Segundo Edy, há procedimentos muito simples mas que as pessoas deixam de fazer. Fazer as compras acompanhados dos filhos e não pesquisar os preços são postura comumente adotadas pelos pais, explica a presidente do MDC, ao lembrar que apesar de os pais se sentirem incomodados com o tamanho das listas, a maioria nem se lembra de aproveitar o que sobrou do ano anterior.
“Os pais não sabem que a escola não pode pedir o que for de uso coletivo, como material de limpeza, como detergente”, diz ela. Por isso, nas entrevistas que tem dado à imprensa de Porto Alegre, Edy sempre enfatiza os aspectos que o consumidor precisa levar em conta. Confira as dicas:
Comprar o material escolar mais caro é essencial para educação de seu filho?
Nem sempre. Uma borracha, por exemplo, existem de vários preços, tem umas que tem cor, cheiro, capinha protetora, com lindos desenhos etc, porém há borrachas com preço inferior, a metade do preço ou até mais e, acredite, funciona tão bem como a outra que tem um monte de frescuras.
Resumindo, muito do que você paga é pelo luxo e pela moda. Não caia nesta. Para ajudar os desesperados pais aqui vão 10 dicas para comprar material escolar mais barato ou com o menor preço:
1º – Nunca leve seu filho junto – seu pimpolho vai querer tudo que estiver a sua vista, fará chantagem etc, e você acabará levando coisas desnecessárias.
2º – Comprar fora de época – o preço do material escolar tende a baixar depois que passa o início do ano letivo.
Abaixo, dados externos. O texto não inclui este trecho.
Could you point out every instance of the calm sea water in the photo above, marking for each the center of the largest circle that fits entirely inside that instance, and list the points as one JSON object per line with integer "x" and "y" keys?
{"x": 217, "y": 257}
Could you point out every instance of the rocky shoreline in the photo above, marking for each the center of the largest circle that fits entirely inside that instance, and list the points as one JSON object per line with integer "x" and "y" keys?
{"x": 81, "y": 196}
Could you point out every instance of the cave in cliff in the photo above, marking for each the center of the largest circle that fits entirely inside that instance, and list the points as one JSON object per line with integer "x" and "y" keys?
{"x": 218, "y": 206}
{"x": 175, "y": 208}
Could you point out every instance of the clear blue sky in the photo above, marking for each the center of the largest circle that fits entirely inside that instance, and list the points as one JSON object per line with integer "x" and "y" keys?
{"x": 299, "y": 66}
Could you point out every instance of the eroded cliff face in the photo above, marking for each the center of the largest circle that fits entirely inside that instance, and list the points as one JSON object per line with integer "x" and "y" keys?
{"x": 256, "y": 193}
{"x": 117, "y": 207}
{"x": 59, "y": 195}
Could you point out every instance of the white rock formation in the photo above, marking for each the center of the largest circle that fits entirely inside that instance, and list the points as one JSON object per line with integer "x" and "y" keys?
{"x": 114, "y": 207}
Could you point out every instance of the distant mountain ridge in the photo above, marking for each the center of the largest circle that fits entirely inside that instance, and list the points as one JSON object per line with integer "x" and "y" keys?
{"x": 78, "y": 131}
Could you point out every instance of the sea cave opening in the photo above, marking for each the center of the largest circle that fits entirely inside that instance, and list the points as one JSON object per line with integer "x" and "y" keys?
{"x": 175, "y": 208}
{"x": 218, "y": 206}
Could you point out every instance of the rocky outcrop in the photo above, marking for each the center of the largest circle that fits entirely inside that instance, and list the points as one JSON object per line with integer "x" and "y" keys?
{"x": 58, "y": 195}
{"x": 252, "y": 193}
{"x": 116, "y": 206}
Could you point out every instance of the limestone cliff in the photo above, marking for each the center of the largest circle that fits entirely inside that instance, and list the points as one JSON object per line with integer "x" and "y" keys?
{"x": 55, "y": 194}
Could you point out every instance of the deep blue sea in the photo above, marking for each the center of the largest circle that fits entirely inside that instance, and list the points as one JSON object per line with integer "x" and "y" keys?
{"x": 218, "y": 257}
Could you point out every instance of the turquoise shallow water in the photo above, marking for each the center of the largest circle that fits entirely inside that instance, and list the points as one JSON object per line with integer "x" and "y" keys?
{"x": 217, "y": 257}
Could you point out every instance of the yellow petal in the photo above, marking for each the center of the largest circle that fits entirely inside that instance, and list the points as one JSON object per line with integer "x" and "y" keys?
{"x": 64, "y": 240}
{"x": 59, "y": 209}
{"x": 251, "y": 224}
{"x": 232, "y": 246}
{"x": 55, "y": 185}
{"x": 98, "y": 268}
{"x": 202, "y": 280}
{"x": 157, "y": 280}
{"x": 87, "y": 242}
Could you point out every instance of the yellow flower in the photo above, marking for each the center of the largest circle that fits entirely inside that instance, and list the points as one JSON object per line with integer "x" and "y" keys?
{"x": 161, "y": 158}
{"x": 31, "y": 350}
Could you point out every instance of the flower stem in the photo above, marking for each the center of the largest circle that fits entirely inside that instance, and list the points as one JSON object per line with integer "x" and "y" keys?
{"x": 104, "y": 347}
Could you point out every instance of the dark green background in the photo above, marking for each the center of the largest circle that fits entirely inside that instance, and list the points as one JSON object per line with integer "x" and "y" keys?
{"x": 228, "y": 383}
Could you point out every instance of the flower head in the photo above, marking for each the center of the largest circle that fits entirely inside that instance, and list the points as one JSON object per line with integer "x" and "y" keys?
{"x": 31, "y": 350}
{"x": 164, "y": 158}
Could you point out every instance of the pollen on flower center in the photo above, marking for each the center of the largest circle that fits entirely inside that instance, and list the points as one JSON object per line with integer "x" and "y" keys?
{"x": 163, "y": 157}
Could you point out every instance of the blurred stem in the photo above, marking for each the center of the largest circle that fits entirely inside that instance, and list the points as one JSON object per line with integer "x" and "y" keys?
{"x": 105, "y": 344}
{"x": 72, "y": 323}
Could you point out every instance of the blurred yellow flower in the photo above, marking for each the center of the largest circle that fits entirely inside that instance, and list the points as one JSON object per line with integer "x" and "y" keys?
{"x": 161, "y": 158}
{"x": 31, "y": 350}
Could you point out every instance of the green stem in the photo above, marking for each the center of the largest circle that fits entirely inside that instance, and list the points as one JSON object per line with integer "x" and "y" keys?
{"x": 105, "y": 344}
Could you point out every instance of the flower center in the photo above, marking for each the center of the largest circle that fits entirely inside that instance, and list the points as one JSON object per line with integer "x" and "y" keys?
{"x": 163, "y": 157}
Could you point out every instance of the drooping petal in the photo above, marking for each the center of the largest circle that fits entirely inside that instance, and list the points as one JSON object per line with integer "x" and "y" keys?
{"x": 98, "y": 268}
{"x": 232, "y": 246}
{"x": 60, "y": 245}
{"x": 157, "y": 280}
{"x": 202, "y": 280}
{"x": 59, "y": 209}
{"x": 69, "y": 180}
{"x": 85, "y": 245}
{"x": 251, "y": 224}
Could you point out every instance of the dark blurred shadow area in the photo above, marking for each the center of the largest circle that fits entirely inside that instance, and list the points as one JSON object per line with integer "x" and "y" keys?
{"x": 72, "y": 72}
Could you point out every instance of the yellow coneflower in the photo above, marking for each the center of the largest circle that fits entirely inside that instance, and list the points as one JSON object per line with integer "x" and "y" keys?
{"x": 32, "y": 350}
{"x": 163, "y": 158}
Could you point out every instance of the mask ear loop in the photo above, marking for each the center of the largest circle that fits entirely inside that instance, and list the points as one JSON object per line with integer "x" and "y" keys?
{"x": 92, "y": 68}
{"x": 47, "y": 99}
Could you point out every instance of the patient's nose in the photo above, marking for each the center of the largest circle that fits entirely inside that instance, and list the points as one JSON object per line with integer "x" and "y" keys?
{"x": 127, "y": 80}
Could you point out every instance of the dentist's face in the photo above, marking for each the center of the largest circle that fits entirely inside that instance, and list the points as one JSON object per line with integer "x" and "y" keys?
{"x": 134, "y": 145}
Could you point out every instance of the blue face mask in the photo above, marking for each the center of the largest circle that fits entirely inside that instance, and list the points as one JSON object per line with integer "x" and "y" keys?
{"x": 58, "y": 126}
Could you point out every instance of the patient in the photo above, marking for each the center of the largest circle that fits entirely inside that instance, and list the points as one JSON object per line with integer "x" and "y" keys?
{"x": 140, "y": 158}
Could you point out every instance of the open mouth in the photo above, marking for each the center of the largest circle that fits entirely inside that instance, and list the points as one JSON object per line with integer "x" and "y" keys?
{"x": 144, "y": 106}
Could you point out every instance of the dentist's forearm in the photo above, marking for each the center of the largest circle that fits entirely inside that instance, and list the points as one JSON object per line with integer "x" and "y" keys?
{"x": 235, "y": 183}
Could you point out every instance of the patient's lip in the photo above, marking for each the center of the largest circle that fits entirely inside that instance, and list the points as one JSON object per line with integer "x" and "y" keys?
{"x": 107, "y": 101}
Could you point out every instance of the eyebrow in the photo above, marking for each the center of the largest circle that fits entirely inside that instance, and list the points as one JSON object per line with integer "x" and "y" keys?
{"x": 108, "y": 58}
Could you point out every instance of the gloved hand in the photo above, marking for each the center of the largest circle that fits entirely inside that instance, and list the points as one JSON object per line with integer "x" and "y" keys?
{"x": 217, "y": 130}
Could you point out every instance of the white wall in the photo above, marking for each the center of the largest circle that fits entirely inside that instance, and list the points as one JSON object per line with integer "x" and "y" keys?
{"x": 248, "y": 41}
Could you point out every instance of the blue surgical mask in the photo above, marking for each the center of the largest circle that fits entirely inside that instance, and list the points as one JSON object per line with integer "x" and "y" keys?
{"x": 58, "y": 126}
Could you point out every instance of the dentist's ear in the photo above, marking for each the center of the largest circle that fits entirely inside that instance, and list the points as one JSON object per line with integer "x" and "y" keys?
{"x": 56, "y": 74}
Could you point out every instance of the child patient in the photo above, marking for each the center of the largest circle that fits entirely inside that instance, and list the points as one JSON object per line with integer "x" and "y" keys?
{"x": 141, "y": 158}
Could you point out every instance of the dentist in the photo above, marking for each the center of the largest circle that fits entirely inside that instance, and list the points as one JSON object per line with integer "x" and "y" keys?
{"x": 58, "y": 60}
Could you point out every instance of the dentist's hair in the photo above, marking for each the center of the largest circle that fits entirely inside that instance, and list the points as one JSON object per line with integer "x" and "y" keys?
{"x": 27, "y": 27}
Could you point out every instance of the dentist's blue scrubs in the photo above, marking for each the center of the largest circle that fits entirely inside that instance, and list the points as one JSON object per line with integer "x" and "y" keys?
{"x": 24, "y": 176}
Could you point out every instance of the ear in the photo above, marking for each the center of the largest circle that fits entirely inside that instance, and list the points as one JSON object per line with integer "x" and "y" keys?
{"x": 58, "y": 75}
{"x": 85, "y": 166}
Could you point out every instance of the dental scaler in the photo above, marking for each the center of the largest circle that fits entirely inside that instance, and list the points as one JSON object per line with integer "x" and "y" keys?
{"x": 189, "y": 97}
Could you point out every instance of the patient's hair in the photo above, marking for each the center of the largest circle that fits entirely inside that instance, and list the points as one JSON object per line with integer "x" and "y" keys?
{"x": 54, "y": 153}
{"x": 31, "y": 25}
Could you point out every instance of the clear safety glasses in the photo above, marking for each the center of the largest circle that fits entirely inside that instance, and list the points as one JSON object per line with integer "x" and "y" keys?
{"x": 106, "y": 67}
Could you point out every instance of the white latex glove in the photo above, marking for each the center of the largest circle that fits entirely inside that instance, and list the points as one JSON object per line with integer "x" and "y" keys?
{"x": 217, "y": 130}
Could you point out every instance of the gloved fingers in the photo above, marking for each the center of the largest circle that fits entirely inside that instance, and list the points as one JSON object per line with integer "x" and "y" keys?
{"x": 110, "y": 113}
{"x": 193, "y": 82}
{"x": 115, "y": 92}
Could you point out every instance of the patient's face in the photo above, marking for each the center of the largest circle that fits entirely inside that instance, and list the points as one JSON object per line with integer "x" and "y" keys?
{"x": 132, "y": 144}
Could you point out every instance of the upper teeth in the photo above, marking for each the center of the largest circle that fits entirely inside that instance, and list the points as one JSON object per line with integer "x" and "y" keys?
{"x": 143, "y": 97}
Alguns itens da lista se repetem todos os anos, então muita coisa você pode adquirir até antes.
3º – Comparar preços das lojas – faça orçamento em pelo menos três estabelecimentos, normalmente as lojas do centro da cidade costumam ser mais baratas.
4º – Pesquisar na Internet – antes de sair na rua para comprar visite as lojas on line, é possível encontrar um bom preço em determinados itens. Utilize os sites de comparação de preço como Buscapé, BondFaro, JáCotei e outros, para descobrir o melhor preço.
5º – Custo benefício – Colocar na balança qualidade e preço. Tente aliar a qualidade dos produtos a um bom preço, nem tudo que é barato e ruim.
6º – Material do ano anterior – muita coisa do ano anterior pode ser aproveitada com mochila, réguas, estojos, canetas, lapiseiras, não é necessário comprar tudo novo novamente. Veja o que ainda pode ser usado. E vá subistituindo no decorrer do ano quando houver necessidade (veja 2ª dica).
7º – Sugestão da escola – nem sempre o que a escola sugere é indispensável, use o bom senso. Você precisa realmente “daquele dicionário” que é sugerido pela escola?
8º – Livros usados – livros de filhos e parentes mais velhos podem ser aproveitados, verifique isso antes de sair as compras, muitas vezes compramos coisas que já temos em casa. Claro que se for livros de exercícios não é possível ser reutilizados, mas livros só de leitura não há motivos para adquirir outro.
9º – Compre a vista – Normalmente a vista é sempre mais barato, cerca de 10%!
10º – Pechinche sempre – A maioria das lojas colocam a margem de lucro um pouco acima já esperando que o cliente pechinche. Junte todos os orçamentos assinalando os menores preços das outras lojas, inclusive da Internet, vá a uma loja e fale que você comprará tudo se o gerente fizer um preço especial.